Each match includes similarity scores so users can inspect alternative candidates and resolve ambiguous cases.

Value Matching

After attributes/columns are matched, value matching aligns the values inside those attributes/columns. For example:

  • "Male""M"

  • "Stage II""2"

BDI-Kit supports multiple value matching strategies, including textual similarity, embedding-based methods, and numeric transformations.

Match Assessment

BDI-Kit also provides tools to assess and explain matches. These explanations help users understand why a match was proposed and identify potentially incorrect mappings before applying transformations.

Harmonization Specification

The result of the harmonization process is:

  • A harmonized dataset

  • A harmonization specification

The harmonization specification stores the transformations and mappings used during harmonization, making the process transparent and reproducible. Specifications can also be reused on new datasets with similar schemas, reducing the need to repeat the same harmonization steps.

Interaction Options

BDI-Kit supports two ways of interacting with the system.

  • Python API: Users can directly call harmonization functions from Python and integrate them into data pipelines and notebooks.

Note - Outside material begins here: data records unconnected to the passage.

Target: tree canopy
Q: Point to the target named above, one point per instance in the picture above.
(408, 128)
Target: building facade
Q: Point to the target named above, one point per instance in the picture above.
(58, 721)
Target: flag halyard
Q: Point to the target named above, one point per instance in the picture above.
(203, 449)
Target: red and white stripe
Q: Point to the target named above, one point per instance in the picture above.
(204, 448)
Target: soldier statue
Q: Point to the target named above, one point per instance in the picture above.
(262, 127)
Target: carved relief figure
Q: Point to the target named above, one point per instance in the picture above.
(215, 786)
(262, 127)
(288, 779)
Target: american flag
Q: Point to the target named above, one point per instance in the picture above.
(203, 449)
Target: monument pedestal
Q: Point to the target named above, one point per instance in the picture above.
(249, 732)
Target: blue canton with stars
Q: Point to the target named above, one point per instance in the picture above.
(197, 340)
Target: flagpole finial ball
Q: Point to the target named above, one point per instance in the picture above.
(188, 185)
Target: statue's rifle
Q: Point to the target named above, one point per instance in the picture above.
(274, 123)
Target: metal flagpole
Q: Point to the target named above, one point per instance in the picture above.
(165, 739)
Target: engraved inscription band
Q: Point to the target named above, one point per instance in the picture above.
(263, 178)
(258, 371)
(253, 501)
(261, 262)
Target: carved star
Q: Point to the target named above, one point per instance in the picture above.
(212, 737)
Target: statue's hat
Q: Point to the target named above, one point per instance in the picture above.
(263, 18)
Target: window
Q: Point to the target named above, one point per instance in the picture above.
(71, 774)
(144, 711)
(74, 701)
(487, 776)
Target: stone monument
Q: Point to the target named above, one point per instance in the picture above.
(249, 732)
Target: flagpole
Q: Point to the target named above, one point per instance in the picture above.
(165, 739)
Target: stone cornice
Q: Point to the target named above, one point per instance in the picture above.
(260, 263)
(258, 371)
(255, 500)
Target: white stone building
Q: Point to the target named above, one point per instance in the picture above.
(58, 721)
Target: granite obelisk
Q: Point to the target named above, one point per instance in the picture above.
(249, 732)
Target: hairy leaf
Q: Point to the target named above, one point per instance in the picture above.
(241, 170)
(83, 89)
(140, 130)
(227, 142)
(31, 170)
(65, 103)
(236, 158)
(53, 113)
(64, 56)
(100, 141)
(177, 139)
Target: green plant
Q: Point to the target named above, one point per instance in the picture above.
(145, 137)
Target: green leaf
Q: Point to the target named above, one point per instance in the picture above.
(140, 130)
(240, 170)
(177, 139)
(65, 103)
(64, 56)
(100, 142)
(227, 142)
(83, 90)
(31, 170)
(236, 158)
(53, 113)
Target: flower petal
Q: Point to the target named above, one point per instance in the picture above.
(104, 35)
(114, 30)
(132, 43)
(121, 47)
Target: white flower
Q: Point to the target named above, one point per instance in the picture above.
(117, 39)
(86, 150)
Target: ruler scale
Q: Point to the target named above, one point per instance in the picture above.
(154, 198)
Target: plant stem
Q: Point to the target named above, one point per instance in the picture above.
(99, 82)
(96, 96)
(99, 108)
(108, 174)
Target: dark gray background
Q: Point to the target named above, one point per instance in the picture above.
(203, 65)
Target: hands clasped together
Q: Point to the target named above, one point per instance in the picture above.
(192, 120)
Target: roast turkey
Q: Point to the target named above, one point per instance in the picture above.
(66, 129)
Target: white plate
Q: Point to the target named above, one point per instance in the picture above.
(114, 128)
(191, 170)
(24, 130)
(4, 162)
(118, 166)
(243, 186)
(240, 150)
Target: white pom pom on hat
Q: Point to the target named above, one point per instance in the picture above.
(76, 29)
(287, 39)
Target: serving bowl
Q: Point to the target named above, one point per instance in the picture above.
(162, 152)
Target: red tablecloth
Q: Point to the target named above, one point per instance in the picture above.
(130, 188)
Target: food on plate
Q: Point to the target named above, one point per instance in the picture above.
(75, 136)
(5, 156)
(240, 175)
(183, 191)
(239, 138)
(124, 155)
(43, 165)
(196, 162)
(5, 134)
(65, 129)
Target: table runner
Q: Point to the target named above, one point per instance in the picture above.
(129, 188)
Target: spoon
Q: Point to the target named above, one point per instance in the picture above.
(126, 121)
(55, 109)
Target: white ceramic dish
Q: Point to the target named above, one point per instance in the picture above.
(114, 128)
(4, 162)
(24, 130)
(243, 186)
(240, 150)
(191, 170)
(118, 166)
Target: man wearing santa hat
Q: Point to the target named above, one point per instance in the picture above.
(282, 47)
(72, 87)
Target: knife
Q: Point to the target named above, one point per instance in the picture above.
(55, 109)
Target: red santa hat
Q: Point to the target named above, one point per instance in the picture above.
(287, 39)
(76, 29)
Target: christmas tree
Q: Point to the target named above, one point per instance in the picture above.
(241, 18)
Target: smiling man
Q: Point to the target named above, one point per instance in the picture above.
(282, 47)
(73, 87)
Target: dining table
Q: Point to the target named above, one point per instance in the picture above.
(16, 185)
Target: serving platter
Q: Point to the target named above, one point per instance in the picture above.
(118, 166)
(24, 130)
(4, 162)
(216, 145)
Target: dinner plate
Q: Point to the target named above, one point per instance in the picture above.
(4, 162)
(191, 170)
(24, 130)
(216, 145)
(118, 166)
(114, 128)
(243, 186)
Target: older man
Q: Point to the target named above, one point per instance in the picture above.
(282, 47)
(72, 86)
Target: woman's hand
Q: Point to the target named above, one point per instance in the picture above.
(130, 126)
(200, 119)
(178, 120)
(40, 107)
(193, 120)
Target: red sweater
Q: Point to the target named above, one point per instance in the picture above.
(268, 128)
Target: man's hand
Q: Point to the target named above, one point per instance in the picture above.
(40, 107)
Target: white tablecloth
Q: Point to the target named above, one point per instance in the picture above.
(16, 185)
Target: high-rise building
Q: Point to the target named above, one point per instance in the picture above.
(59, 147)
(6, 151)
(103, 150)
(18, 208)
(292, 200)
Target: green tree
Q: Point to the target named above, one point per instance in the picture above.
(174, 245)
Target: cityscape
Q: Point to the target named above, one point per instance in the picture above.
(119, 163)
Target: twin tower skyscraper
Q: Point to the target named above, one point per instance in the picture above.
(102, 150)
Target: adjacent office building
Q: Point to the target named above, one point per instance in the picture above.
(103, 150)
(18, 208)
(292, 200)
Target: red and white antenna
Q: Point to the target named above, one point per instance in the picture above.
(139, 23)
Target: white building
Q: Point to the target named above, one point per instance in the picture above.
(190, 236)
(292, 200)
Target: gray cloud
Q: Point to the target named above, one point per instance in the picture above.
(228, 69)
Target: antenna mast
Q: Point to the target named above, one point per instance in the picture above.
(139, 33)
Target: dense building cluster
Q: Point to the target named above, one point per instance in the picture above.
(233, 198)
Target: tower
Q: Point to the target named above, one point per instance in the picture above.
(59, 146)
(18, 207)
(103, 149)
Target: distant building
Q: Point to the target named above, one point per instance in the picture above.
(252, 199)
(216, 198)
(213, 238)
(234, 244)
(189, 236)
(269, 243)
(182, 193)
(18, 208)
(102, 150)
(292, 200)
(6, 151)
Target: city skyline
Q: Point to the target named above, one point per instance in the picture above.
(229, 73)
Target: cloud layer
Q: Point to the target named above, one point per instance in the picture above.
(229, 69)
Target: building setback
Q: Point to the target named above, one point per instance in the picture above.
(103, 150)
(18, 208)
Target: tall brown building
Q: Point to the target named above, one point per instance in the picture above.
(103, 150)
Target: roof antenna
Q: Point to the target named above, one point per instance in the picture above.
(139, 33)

  • AI-Assisted Interface: In this mode, AI assistants can help orchestrate harmonization tasks using natural language while users remain in control of accepting or refining suggestions.

Extensibility

BDI-Kit is designed to be extensible. Developers can:

  • Add new schema matching algorithms

  • Add new value matching methods

  • Support additional data models

  • Integrate BDI-Kit into external AI systems and workflows

This modular design allows the toolkit to evolve alongside new harmonization methods and domain requirements.